Lonliness is creeping into my spirit. I was alone for many of the 30 years we were married so I am ready to find love quicker than most divorcees. I am worried. Am I strong enough? Where do I begin? I don't like the bar scene. Do I think about it too much? It spins in my head constantly. My life is boring. I don't feel as though I am moving forward. I am stuck. My counselor tells me I am inpatient and need to just accept the way things are. Things happen in their own time. I hate that. I want my life to change now! I feel as though I have been waiting all my life to live. He says relax and enjoy life. I don't think I know how to do that. I'm enjoying my dance lessons but it will be over too soon.

My counselor is starting a group for single people wanting to learn how to move on from the loss of a love. You could be divorced, widowed, just coming out of a long relationship - doesn't matter. If you want to grow as a person to become your best self, this is the group to join. He calls it "Thrive". That is what we all want to do - thrive, especially after the loss of this magnitude. I like going to the seminars even though I have completed his cd series. There is always some new thing I learn. It gives me something to look forward to and I need that right now.

I am still dreaming about my ex. Not on purpose or by choice. I don't like to dream about him. But once I meet someone new I will replace him. Why is he so hateful when we talk? We are still working out the house situation. I still find it hard to believe this has happened. When did our lives go in different directions? Did I see it coming and ignore it?
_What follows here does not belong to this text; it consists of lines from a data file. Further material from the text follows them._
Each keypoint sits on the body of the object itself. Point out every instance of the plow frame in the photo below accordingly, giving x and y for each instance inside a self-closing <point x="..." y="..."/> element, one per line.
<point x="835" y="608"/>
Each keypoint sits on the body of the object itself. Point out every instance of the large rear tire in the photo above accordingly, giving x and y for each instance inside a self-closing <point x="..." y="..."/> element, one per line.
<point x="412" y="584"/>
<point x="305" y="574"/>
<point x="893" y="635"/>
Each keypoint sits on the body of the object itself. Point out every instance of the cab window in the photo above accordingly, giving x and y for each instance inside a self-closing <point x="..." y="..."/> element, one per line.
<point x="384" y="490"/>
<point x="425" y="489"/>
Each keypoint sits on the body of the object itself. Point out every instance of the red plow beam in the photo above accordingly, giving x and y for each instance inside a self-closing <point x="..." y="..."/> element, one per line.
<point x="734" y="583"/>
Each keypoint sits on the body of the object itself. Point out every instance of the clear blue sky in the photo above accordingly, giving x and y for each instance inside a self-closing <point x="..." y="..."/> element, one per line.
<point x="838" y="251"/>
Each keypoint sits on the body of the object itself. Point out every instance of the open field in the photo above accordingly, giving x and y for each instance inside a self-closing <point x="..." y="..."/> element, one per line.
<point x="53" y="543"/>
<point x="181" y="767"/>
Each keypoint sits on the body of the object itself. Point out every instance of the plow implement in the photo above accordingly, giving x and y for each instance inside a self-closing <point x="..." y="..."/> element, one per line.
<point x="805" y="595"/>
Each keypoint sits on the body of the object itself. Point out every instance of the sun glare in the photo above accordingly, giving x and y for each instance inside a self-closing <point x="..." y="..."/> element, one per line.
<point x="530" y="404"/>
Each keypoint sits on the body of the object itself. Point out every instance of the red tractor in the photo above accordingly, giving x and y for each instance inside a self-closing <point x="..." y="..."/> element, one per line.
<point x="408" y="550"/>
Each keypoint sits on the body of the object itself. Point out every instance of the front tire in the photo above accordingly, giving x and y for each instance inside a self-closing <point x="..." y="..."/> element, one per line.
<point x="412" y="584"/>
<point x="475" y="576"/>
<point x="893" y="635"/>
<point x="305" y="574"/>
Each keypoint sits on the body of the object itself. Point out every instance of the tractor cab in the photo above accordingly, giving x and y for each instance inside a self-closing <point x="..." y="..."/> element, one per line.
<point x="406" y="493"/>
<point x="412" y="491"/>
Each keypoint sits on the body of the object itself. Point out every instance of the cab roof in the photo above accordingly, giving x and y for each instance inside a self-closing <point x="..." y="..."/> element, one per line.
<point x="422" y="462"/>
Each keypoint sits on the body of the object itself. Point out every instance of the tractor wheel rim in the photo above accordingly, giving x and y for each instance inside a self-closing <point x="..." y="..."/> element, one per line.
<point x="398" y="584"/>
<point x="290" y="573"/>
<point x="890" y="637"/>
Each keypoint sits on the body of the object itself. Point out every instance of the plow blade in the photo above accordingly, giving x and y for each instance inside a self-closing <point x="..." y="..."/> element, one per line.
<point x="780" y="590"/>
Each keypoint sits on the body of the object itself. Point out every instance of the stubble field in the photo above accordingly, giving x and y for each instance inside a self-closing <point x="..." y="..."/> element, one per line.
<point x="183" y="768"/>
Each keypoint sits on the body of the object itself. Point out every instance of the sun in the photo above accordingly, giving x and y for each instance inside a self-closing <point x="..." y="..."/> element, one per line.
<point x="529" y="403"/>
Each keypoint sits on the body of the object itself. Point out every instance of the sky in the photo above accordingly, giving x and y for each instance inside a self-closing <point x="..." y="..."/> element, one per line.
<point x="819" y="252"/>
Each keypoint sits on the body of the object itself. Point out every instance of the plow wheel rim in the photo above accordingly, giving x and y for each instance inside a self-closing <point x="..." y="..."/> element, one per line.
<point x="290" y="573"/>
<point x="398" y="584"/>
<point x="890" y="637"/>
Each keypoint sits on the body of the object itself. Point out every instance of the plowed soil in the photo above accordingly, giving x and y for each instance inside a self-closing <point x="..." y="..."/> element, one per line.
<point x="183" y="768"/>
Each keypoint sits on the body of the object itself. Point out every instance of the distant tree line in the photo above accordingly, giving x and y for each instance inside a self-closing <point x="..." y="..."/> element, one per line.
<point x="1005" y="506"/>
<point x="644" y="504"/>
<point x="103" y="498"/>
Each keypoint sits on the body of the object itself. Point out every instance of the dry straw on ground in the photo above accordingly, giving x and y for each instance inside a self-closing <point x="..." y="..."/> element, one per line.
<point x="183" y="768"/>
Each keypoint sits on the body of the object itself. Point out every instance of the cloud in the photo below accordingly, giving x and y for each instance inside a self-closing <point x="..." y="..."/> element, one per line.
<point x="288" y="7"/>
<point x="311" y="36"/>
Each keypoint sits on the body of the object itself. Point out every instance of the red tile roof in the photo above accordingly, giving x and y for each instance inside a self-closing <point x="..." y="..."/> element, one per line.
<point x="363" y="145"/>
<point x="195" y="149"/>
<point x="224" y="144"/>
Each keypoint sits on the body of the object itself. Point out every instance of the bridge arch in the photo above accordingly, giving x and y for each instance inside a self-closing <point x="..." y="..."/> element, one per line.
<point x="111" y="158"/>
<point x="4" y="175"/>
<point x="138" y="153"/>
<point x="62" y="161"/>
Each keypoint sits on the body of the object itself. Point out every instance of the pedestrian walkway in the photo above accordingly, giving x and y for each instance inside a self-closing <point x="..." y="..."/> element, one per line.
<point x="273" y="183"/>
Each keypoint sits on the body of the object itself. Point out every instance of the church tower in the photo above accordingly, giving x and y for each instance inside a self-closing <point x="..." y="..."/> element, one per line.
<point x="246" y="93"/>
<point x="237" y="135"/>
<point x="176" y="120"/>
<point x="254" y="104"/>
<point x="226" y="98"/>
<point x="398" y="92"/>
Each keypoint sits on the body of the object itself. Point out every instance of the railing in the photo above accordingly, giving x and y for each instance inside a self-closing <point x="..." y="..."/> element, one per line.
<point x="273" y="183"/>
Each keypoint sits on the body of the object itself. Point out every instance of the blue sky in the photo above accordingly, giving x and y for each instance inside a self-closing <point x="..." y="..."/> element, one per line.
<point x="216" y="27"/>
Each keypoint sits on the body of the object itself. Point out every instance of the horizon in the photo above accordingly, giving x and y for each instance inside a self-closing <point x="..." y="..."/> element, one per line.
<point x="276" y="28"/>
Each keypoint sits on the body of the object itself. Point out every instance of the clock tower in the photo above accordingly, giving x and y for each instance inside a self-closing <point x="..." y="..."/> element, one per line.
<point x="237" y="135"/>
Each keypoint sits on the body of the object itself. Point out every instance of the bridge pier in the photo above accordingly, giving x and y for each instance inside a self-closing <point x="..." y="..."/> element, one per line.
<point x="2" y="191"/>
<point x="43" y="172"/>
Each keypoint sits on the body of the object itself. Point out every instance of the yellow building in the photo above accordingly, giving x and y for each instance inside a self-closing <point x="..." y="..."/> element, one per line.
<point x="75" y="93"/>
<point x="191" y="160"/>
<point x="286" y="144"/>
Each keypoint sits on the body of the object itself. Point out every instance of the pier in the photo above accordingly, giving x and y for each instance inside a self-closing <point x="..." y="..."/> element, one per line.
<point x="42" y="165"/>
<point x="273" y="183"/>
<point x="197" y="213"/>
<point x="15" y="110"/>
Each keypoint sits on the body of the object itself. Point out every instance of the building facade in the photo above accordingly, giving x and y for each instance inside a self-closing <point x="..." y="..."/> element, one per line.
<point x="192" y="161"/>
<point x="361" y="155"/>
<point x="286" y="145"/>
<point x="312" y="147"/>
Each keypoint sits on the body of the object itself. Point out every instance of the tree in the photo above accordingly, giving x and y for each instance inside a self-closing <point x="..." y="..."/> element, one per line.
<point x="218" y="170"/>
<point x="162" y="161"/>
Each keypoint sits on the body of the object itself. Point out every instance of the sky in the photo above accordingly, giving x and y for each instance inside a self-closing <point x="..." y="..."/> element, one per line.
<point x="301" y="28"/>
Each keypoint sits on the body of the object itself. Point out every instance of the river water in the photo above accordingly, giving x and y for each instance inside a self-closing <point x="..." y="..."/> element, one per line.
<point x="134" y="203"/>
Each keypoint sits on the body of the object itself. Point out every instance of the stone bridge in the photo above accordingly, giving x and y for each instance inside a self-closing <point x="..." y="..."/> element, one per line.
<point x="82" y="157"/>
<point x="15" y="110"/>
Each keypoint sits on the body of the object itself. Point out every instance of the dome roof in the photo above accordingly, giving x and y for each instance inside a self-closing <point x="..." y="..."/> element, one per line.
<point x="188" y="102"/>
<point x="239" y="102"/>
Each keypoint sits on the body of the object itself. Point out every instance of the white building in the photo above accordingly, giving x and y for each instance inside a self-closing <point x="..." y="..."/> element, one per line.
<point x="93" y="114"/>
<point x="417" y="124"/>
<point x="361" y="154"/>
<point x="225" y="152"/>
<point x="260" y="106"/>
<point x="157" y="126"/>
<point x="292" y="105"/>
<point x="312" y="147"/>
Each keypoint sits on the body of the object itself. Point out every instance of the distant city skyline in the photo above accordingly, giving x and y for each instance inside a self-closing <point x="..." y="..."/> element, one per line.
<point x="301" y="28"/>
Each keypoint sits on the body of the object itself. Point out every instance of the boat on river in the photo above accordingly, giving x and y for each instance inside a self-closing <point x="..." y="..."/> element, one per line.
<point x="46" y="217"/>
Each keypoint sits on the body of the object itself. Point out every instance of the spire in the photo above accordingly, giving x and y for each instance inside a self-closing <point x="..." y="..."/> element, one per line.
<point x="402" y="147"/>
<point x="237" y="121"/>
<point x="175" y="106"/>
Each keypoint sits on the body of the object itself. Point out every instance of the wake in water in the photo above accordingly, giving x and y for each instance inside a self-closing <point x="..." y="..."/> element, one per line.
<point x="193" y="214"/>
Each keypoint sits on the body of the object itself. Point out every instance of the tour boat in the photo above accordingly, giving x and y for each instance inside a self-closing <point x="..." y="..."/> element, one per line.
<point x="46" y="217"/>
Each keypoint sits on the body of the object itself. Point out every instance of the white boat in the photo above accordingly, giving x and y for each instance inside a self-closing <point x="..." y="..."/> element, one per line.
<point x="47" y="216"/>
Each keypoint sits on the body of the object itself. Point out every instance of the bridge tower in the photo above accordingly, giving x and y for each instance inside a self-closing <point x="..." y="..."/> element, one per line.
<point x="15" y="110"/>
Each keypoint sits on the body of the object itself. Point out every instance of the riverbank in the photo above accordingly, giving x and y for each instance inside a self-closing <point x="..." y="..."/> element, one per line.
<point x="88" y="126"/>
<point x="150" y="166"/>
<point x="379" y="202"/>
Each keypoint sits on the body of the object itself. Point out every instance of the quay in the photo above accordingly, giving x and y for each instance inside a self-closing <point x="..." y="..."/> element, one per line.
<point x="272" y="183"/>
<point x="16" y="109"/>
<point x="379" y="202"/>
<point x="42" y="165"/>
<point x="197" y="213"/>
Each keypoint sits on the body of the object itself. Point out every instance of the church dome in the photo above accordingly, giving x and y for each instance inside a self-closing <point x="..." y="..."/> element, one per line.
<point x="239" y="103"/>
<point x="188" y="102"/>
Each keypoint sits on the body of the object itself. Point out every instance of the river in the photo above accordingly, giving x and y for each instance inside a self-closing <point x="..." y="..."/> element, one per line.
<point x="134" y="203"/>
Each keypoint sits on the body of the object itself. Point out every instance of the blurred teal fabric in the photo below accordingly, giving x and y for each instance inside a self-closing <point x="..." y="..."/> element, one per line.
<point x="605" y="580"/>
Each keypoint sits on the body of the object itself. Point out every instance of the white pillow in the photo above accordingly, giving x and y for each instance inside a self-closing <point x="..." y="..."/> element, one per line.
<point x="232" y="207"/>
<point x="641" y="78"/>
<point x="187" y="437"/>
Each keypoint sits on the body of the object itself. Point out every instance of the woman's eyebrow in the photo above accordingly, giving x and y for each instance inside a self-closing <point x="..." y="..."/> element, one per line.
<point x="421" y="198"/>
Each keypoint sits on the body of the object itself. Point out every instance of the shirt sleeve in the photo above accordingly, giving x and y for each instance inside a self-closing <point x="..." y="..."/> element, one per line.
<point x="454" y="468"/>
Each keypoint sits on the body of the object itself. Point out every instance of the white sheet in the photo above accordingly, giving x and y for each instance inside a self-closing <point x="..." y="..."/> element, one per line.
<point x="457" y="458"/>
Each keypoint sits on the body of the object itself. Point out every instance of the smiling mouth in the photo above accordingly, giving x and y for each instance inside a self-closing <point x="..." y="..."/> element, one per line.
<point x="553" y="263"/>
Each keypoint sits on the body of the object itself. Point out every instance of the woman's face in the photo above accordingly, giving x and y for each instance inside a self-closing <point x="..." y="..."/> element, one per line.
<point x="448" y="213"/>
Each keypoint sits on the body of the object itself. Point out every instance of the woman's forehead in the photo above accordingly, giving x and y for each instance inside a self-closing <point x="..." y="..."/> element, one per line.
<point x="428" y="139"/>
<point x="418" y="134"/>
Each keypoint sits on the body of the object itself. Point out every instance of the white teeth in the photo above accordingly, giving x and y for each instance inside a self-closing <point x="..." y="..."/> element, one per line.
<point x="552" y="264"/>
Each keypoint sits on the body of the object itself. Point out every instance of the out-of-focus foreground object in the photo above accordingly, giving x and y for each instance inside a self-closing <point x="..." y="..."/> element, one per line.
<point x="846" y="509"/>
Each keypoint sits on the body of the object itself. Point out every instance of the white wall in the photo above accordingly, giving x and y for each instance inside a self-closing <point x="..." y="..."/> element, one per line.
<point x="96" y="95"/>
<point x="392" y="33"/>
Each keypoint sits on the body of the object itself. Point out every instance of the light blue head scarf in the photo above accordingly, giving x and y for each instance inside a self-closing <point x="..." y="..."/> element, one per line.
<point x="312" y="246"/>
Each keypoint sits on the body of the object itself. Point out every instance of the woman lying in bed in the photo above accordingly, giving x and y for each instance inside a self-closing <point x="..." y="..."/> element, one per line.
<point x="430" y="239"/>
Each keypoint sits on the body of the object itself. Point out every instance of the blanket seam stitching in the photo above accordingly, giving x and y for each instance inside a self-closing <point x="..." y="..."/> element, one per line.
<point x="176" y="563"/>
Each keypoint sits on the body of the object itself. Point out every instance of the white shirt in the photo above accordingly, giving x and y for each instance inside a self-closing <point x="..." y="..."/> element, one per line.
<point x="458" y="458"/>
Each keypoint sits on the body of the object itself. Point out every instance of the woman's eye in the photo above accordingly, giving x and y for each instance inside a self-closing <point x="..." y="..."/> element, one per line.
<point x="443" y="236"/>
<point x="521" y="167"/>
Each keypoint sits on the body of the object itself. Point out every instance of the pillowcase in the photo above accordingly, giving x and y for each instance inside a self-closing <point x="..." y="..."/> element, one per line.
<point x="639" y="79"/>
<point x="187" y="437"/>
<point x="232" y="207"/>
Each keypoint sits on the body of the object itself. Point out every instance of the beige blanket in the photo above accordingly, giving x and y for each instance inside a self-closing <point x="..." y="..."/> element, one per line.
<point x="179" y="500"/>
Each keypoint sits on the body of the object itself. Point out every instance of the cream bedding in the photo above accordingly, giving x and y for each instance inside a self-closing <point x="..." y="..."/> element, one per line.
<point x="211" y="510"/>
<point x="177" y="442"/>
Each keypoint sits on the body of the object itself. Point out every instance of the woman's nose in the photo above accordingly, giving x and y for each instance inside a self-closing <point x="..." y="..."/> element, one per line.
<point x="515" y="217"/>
I think it was because I wasn't strong enough at the time and always thought my marriage could survive anything. I had survived some of the lonlinest times as a married woman. So I thought - our marriage can survive this. We just have to talk and figure it out. He just needs some time to think about what and who he wants. I have been there for all his career, waiting. I produced three wonderful children. I followed him all over waiting for him to get out of the service. Doesn't he owe it to me for my patience and loyalty?

We went through awful times when we were first married and he was going to school in Great Lakes, Ill. I was alone about 45 min away in a tiny apartment with no furniture except in the bedroom. But we were newlyweds and I don't remember being too miserable. Then we were transferred to Mayport, Florida for sea duty. His first aircraft carrier with 5000 other men. And yes, I could pick him out of the crowd when they all stood on deck in their summer whites or winter blues. We were there 6 weeks when he shipped out for his first 9 month deployment to the Mediteranean area (now they do 6 months at a time). And I was alone again in a strange town with no family or friends. But I survived that too. Then back to port and we are together for a year while they repair/refit the ship and prepare for the next deployment. This assignment would last 4 years. He would serve close to 17 years of sea duty out of the 22 he served in his career. So you see, I can say I was in a lonely marriage and raised my children mostly by myself. Then in the later years of our marriage I was alone again with him in the same room. It was a feeling I was familiar with. But, now that I am through raising my children and it is our time, I am disappointed with how things have turned out for us. I am ready to fulfill the dreams we had when we were younger.

But it wasn't to be and now I must face the fact that I have to finish my life alone or with someone new. I don't know what God has in store for me. I would like to hope I find a new love but I just don't know. That is the frustrating part. I can be inpatient when I want change in my life. I always want it quicker than is possible. I feel like time is running out for me and there is no time to waste. I am thinking about internet dating sites. Is that something for me? How does that work out? Should I leave it up to "fate", "luck", "karma"? Something to think about.


If you enter this world knowing you are loved and you leave this world knowing the same, then everything that happens in between can be dealt with."